5.0
「対極」なるものをつなぐファッションの力
ファッションデザイナー、コシノジュンコの「原点から現点」を年代記的に辿りながら、その創造性を紐解いていく本展。相対するものを共存させるコシノの「対極」的な表現は、両者の可能性を引き出す成功例を数々生み出してきた。
どちらかというと空想的かつ未来的な造形性が際立つ彼女の作品は、先端的であるがゆえ非時代的でもある。着物をモチーフとした衣装ですら、エキゾチックの枠には収まらない新鮮な美しさを感じる。そのためか、彼女のデザインは日本的な伝統文化・芸能と結びつくことで、ある種の普遍性を志向するようにも見えてくる。
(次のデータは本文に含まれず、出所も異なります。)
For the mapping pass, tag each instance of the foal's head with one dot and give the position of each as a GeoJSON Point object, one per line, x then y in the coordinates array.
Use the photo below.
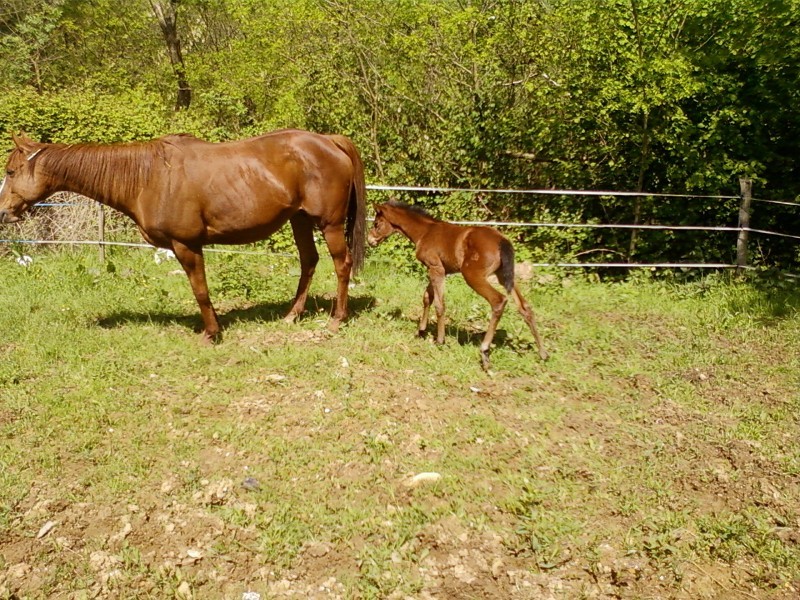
{"type": "Point", "coordinates": [21, 188]}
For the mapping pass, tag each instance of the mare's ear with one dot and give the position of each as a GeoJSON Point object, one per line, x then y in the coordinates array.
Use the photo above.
{"type": "Point", "coordinates": [22, 141]}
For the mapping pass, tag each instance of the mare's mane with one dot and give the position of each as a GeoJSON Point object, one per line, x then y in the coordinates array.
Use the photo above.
{"type": "Point", "coordinates": [112, 171]}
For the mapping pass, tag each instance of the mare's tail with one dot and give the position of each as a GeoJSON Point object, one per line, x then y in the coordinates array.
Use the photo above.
{"type": "Point", "coordinates": [356, 224]}
{"type": "Point", "coordinates": [507, 264]}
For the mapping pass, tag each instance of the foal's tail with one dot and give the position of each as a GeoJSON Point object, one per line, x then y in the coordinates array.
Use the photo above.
{"type": "Point", "coordinates": [507, 264]}
{"type": "Point", "coordinates": [356, 224]}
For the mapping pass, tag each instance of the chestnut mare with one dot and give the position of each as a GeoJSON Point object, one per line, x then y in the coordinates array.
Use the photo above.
{"type": "Point", "coordinates": [444, 248]}
{"type": "Point", "coordinates": [184, 193]}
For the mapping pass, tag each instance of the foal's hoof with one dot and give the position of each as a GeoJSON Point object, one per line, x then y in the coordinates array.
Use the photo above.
{"type": "Point", "coordinates": [209, 339]}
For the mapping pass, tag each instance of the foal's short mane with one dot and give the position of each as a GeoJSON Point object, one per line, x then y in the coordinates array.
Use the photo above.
{"type": "Point", "coordinates": [410, 208]}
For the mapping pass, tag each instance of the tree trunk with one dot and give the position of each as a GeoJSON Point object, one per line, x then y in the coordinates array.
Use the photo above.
{"type": "Point", "coordinates": [166, 11]}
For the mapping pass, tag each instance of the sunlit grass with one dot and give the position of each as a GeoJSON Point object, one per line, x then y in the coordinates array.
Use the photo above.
{"type": "Point", "coordinates": [664, 427]}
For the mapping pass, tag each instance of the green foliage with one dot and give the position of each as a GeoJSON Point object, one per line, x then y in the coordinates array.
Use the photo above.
{"type": "Point", "coordinates": [667, 96]}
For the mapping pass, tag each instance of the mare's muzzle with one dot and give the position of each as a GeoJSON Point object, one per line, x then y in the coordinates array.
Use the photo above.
{"type": "Point", "coordinates": [6, 216]}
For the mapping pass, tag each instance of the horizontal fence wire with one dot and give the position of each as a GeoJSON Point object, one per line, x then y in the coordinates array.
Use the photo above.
{"type": "Point", "coordinates": [544, 192]}
{"type": "Point", "coordinates": [540, 192]}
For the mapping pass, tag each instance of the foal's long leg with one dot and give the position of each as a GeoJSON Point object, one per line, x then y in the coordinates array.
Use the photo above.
{"type": "Point", "coordinates": [527, 314]}
{"type": "Point", "coordinates": [191, 260]}
{"type": "Point", "coordinates": [342, 262]}
{"type": "Point", "coordinates": [476, 279]}
{"type": "Point", "coordinates": [427, 298]}
{"type": "Point", "coordinates": [303, 230]}
{"type": "Point", "coordinates": [436, 276]}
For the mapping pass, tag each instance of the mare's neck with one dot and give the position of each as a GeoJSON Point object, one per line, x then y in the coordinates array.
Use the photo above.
{"type": "Point", "coordinates": [110, 174]}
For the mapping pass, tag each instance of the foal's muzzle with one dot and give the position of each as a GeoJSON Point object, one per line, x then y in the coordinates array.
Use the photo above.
{"type": "Point", "coordinates": [6, 216]}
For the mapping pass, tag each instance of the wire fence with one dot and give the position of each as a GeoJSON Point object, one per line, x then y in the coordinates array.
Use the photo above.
{"type": "Point", "coordinates": [742, 230]}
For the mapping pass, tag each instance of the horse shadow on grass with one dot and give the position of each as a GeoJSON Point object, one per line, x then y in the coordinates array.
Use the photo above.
{"type": "Point", "coordinates": [263, 312]}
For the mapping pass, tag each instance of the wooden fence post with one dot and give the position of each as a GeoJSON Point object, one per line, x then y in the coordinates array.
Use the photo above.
{"type": "Point", "coordinates": [101, 231]}
{"type": "Point", "coordinates": [746, 188]}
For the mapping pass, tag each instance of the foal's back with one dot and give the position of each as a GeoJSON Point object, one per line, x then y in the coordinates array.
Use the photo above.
{"type": "Point", "coordinates": [464, 246]}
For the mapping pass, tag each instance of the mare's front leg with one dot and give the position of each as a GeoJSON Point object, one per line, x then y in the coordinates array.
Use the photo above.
{"type": "Point", "coordinates": [342, 262]}
{"type": "Point", "coordinates": [436, 276]}
{"type": "Point", "coordinates": [427, 298]}
{"type": "Point", "coordinates": [191, 259]}
{"type": "Point", "coordinates": [303, 230]}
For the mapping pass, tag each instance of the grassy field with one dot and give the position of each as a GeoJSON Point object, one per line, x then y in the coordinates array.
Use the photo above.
{"type": "Point", "coordinates": [655, 455]}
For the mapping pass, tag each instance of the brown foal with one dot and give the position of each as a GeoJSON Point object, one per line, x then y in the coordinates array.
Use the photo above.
{"type": "Point", "coordinates": [444, 248]}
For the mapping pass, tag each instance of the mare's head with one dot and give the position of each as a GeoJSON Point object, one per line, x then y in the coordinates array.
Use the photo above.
{"type": "Point", "coordinates": [21, 188]}
{"type": "Point", "coordinates": [381, 227]}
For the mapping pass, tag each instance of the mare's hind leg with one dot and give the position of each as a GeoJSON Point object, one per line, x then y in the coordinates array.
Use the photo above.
{"type": "Point", "coordinates": [527, 314]}
{"type": "Point", "coordinates": [476, 279]}
{"type": "Point", "coordinates": [191, 260]}
{"type": "Point", "coordinates": [303, 231]}
{"type": "Point", "coordinates": [427, 298]}
{"type": "Point", "coordinates": [342, 262]}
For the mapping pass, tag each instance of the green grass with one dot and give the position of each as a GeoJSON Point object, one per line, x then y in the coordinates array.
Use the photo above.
{"type": "Point", "coordinates": [656, 452]}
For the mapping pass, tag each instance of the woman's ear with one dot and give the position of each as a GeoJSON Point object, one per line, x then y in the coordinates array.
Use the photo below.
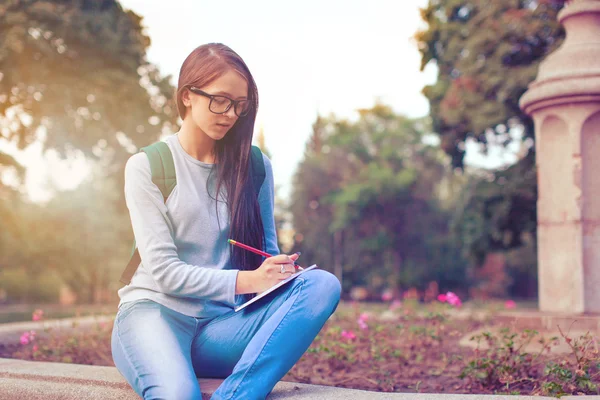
{"type": "Point", "coordinates": [185, 98]}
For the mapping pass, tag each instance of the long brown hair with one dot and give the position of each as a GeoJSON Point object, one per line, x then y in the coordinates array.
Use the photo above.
{"type": "Point", "coordinates": [232, 153]}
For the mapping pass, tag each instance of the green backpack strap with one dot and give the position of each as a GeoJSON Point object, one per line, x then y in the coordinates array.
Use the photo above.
{"type": "Point", "coordinates": [163, 176]}
{"type": "Point", "coordinates": [162, 168]}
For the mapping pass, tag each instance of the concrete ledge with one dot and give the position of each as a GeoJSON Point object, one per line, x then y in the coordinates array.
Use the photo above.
{"type": "Point", "coordinates": [29, 380]}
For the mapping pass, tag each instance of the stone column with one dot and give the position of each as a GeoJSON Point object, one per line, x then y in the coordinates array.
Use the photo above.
{"type": "Point", "coordinates": [564, 102]}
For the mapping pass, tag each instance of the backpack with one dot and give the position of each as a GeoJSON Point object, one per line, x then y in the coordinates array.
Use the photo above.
{"type": "Point", "coordinates": [162, 168]}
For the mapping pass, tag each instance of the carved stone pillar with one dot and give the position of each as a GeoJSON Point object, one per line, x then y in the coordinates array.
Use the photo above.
{"type": "Point", "coordinates": [564, 102]}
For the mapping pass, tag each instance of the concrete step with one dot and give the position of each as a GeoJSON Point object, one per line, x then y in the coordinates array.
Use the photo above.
{"type": "Point", "coordinates": [29, 380]}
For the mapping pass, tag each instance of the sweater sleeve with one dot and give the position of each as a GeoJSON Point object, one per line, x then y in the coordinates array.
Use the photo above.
{"type": "Point", "coordinates": [266, 200]}
{"type": "Point", "coordinates": [154, 237]}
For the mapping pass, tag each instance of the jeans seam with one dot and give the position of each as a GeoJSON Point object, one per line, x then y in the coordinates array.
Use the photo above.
{"type": "Point", "coordinates": [266, 343]}
{"type": "Point", "coordinates": [127, 356]}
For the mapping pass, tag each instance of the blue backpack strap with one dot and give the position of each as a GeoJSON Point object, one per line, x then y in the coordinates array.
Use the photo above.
{"type": "Point", "coordinates": [257, 170]}
{"type": "Point", "coordinates": [163, 176]}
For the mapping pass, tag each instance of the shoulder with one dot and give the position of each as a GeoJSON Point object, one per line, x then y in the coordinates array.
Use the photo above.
{"type": "Point", "coordinates": [267, 162]}
{"type": "Point", "coordinates": [138, 165]}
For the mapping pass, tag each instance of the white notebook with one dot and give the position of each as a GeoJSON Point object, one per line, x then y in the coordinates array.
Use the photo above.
{"type": "Point", "coordinates": [272, 288]}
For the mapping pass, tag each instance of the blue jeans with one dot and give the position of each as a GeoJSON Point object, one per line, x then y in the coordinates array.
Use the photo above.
{"type": "Point", "coordinates": [161, 352]}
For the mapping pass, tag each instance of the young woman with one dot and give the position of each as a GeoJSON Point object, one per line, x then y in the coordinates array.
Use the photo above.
{"type": "Point", "coordinates": [175, 321]}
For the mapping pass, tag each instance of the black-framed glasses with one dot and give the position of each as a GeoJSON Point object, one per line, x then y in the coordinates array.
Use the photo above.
{"type": "Point", "coordinates": [221, 104]}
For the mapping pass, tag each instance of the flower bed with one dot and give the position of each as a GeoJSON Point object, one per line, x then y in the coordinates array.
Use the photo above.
{"type": "Point", "coordinates": [397, 347]}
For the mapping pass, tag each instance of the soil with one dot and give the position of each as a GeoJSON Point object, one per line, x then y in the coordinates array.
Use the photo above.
{"type": "Point", "coordinates": [408, 349]}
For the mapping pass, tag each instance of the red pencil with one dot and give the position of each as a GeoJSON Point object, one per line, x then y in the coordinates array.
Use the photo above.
{"type": "Point", "coordinates": [256, 251]}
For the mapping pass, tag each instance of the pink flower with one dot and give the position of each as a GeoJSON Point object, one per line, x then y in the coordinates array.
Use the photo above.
{"type": "Point", "coordinates": [25, 338]}
{"type": "Point", "coordinates": [453, 299]}
{"type": "Point", "coordinates": [362, 324]}
{"type": "Point", "coordinates": [387, 295]}
{"type": "Point", "coordinates": [348, 335]}
{"type": "Point", "coordinates": [395, 304]}
{"type": "Point", "coordinates": [37, 315]}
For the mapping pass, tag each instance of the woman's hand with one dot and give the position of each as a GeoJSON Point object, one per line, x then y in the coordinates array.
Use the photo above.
{"type": "Point", "coordinates": [269, 273]}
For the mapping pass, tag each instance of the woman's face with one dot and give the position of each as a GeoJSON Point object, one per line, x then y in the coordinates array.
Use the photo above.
{"type": "Point", "coordinates": [231, 84]}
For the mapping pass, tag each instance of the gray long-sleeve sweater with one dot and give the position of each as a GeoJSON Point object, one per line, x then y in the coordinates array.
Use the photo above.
{"type": "Point", "coordinates": [186, 260]}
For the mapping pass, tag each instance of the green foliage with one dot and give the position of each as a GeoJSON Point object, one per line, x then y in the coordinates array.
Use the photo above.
{"type": "Point", "coordinates": [33, 288]}
{"type": "Point", "coordinates": [498, 211]}
{"type": "Point", "coordinates": [74, 77]}
{"type": "Point", "coordinates": [487, 53]}
{"type": "Point", "coordinates": [504, 362]}
{"type": "Point", "coordinates": [375, 182]}
{"type": "Point", "coordinates": [73, 67]}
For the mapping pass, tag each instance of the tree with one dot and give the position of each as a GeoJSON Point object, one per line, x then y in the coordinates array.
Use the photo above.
{"type": "Point", "coordinates": [78, 69]}
{"type": "Point", "coordinates": [374, 183]}
{"type": "Point", "coordinates": [487, 53]}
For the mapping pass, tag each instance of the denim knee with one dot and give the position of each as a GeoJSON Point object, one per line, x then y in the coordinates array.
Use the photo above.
{"type": "Point", "coordinates": [326, 286]}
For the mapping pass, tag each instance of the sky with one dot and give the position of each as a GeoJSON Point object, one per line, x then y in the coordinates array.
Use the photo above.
{"type": "Point", "coordinates": [307, 58]}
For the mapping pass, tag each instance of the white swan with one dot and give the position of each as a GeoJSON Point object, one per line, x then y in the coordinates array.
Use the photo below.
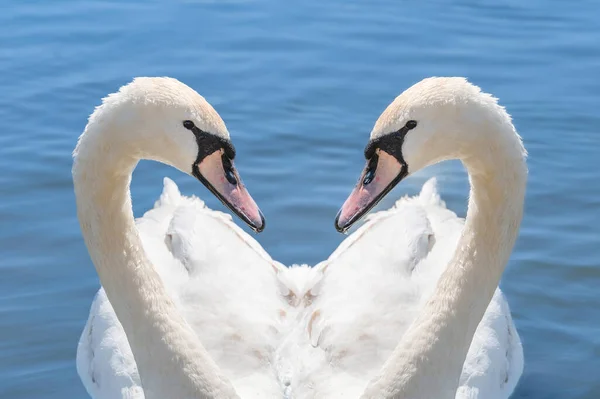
{"type": "Point", "coordinates": [164, 120]}
{"type": "Point", "coordinates": [434, 120]}
{"type": "Point", "coordinates": [335, 324]}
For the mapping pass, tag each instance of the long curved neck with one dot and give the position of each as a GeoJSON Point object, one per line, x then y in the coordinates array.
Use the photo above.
{"type": "Point", "coordinates": [170, 358]}
{"type": "Point", "coordinates": [428, 361]}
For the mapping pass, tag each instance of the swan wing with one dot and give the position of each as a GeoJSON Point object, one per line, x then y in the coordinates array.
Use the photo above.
{"type": "Point", "coordinates": [223, 282]}
{"type": "Point", "coordinates": [372, 288]}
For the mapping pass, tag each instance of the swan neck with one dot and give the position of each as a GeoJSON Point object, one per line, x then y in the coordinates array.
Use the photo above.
{"type": "Point", "coordinates": [429, 359]}
{"type": "Point", "coordinates": [170, 358]}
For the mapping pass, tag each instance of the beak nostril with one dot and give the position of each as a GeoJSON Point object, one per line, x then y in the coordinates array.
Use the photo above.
{"type": "Point", "coordinates": [371, 169]}
{"type": "Point", "coordinates": [368, 177]}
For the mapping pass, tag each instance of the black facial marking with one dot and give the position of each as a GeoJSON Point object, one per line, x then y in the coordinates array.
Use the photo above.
{"type": "Point", "coordinates": [207, 144]}
{"type": "Point", "coordinates": [391, 143]}
{"type": "Point", "coordinates": [411, 124]}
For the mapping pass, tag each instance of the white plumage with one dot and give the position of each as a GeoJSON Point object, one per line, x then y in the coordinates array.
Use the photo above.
{"type": "Point", "coordinates": [208, 313]}
{"type": "Point", "coordinates": [300, 332]}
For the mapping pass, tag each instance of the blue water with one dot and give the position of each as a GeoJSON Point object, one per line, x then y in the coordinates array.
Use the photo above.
{"type": "Point", "coordinates": [299, 86]}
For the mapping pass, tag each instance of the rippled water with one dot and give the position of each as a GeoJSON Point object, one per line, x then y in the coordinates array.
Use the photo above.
{"type": "Point", "coordinates": [299, 86]}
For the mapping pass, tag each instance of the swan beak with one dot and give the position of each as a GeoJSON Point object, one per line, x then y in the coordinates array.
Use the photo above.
{"type": "Point", "coordinates": [220, 176]}
{"type": "Point", "coordinates": [380, 176]}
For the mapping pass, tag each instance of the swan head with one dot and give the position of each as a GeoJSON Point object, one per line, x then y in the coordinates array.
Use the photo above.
{"type": "Point", "coordinates": [434, 120]}
{"type": "Point", "coordinates": [165, 120]}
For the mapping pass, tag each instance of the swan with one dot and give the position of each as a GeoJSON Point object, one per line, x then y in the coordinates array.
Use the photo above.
{"type": "Point", "coordinates": [300, 331]}
{"type": "Point", "coordinates": [435, 120]}
{"type": "Point", "coordinates": [164, 120]}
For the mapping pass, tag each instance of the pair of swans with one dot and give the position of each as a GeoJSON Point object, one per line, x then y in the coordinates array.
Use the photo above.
{"type": "Point", "coordinates": [406, 307]}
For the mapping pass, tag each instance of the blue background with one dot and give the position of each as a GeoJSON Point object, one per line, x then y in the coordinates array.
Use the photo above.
{"type": "Point", "coordinates": [299, 86]}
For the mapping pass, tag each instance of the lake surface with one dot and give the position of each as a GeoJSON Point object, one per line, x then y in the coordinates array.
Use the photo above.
{"type": "Point", "coordinates": [299, 86]}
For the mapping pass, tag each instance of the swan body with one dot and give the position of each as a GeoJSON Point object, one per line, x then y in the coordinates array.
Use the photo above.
{"type": "Point", "coordinates": [354, 324]}
{"type": "Point", "coordinates": [304, 369]}
{"type": "Point", "coordinates": [434, 120]}
{"type": "Point", "coordinates": [373, 287]}
{"type": "Point", "coordinates": [160, 119]}
{"type": "Point", "coordinates": [228, 294]}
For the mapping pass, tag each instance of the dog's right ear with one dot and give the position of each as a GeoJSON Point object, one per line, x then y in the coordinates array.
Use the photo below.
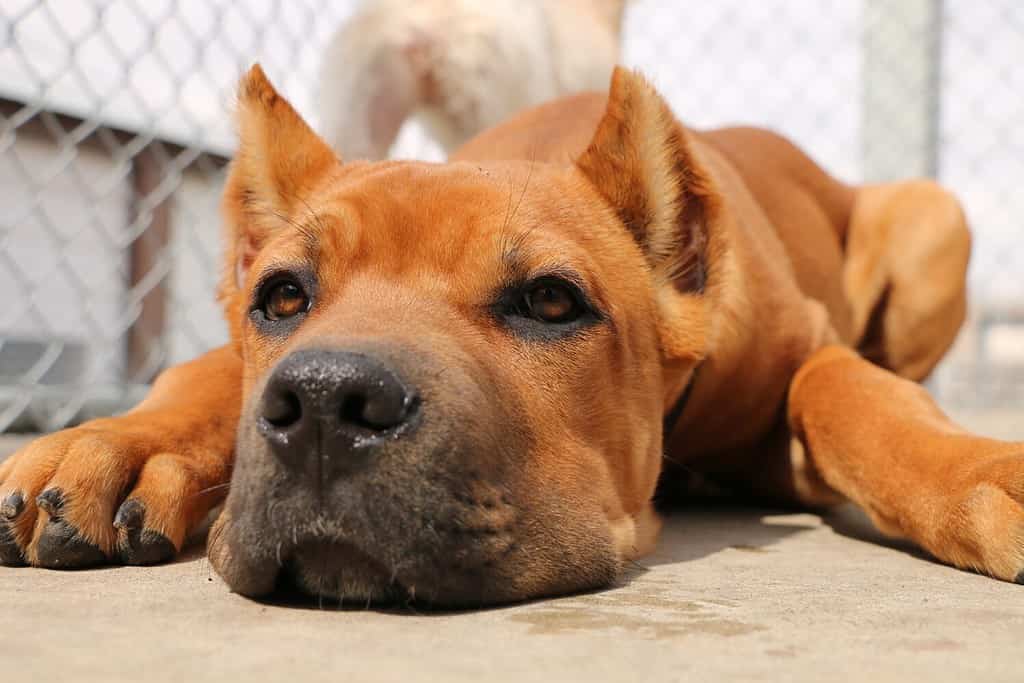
{"type": "Point", "coordinates": [279, 162]}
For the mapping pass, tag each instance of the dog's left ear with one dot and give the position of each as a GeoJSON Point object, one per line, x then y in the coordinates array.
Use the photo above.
{"type": "Point", "coordinates": [279, 161]}
{"type": "Point", "coordinates": [641, 162]}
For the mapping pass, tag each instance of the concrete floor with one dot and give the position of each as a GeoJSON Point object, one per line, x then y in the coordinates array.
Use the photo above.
{"type": "Point", "coordinates": [730, 594]}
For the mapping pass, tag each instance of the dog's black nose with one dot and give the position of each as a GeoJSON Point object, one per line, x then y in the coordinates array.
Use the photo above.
{"type": "Point", "coordinates": [318, 401]}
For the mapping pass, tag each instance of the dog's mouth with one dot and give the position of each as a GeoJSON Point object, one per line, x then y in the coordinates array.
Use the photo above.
{"type": "Point", "coordinates": [340, 573]}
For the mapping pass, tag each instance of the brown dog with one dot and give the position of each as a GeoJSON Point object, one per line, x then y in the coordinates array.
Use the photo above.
{"type": "Point", "coordinates": [450, 381]}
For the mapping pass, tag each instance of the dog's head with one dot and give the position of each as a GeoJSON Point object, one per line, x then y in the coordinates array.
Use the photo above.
{"type": "Point", "coordinates": [456, 375]}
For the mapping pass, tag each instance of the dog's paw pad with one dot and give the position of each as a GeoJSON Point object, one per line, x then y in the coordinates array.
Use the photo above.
{"type": "Point", "coordinates": [60, 547]}
{"type": "Point", "coordinates": [137, 545]}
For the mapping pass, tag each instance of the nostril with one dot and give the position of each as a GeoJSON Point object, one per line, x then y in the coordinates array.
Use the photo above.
{"type": "Point", "coordinates": [352, 408]}
{"type": "Point", "coordinates": [378, 412]}
{"type": "Point", "coordinates": [282, 409]}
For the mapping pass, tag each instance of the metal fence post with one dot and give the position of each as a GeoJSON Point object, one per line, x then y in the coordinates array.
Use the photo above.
{"type": "Point", "coordinates": [902, 80]}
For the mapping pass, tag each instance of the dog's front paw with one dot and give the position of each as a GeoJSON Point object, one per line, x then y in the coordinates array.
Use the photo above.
{"type": "Point", "coordinates": [981, 527]}
{"type": "Point", "coordinates": [111, 491]}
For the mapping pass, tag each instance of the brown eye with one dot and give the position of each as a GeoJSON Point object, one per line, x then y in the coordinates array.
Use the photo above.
{"type": "Point", "coordinates": [552, 302]}
{"type": "Point", "coordinates": [285, 299]}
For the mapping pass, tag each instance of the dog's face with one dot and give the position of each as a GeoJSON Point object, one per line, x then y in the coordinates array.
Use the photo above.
{"type": "Point", "coordinates": [455, 373]}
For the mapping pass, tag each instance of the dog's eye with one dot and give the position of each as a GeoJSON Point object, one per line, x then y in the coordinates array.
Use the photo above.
{"type": "Point", "coordinates": [552, 302]}
{"type": "Point", "coordinates": [284, 299]}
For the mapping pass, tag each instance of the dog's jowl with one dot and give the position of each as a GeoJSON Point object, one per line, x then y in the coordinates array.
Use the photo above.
{"type": "Point", "coordinates": [461, 383]}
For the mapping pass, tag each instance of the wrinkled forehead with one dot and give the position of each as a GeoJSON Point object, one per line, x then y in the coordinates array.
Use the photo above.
{"type": "Point", "coordinates": [469, 223]}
コシノジュンコにとっての「コントラスト=対極」はたんなる対立ではなく、共生的で包容力のあるデザイン哲学なのかもしれない。
ところで、あべのハルカス美術館でファッションを主軸にした展覧会は今回が初めてのように思う。アリス展で多少ファッションの展示もあったけれど、陳列という感じだった。本展は昨今のファッション展の例に漏れず、空間全体を生かしながら衣装の世界観を具現化していた。ビル内の美術館ゆえ壁の距離が近く、昨年話題になったファッション展のような壮大な感じはないが、一部ビルの眺望を生かした開放感のある展示も組まれていて、独特な造形の衣装がより躍動的に輝いていた。